The first thing I did was to run down to my old, dusty notebooks from when I was a young man in yeshiva college. I turned the pages and read the lecture notes and words I wrote 20 years ago. I re-entered that world of being a full time student. The intellectual and emotional growth I accessed in those foundational years. The feeling of sheer pleasure and spiritual growth living without too many of the pressures of life and financial worries that come with raising a family.

“When your memories exceed your dreams, the end is near.”

For my 40th birthday I resolved to grow with greater conviction, to study Torah more diligently, to be a better husband and father, to communicate with God more personally.

Although I’m entering middle age, I will never be ‘over the hill’ as long as I still feel like climbing.

Yes, I have many responsibilities and stresses in my adult life over 40, and I’ve experienced many past disappointments and failures, but I can still try to live with the idealism and vigor of youth.

There is a famous aphorism which states that “When your memories exceed your dreams, the end is near.”

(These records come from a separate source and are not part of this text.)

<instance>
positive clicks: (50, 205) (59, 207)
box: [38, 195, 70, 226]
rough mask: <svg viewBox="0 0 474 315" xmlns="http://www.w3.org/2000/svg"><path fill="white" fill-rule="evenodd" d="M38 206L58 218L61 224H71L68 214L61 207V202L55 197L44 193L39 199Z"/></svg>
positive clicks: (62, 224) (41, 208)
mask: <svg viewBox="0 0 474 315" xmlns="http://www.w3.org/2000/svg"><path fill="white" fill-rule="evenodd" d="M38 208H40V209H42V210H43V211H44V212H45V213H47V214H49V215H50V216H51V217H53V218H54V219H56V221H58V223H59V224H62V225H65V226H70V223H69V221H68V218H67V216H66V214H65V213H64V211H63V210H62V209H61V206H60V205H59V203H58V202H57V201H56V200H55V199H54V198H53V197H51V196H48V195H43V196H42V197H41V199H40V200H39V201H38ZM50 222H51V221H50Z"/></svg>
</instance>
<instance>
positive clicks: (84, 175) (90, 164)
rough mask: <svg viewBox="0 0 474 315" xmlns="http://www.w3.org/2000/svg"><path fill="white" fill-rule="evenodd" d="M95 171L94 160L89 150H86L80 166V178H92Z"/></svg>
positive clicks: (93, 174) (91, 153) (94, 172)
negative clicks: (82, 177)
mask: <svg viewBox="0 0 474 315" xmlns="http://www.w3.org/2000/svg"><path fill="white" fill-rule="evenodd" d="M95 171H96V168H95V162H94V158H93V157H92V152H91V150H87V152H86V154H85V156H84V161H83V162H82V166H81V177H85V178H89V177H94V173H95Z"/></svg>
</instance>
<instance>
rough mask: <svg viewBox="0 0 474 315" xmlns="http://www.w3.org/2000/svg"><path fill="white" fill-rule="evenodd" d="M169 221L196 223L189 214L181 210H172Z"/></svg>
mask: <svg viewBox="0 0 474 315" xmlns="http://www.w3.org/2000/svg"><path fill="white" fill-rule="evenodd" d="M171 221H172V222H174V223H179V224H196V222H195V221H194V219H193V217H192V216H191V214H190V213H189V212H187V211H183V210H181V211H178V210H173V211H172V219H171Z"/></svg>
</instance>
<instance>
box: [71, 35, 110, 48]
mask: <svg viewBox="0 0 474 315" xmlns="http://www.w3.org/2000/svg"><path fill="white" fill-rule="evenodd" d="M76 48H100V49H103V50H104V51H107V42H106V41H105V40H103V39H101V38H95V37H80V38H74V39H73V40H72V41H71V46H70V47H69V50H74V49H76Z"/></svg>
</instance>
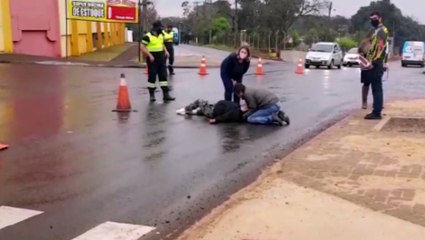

When a person lives more in his past than looking forward and yearning for the fulfillment of future dreams, then the outlook for his life is not very optimistic. If he thinks he has nothing more to live for and that “the best years of his life are behind him,” his life is a sad one. Someone who is passionate about his dreams and aspirations feels he has so much more to live for. His life is infused with joy and meaning.

As long as we are still breathing, we have much to accomplish. Every day of our lives we are to be growing, developing, and improving.

As Bernard M. Baruch put it, “To me, old age is always 15 years older than I am.”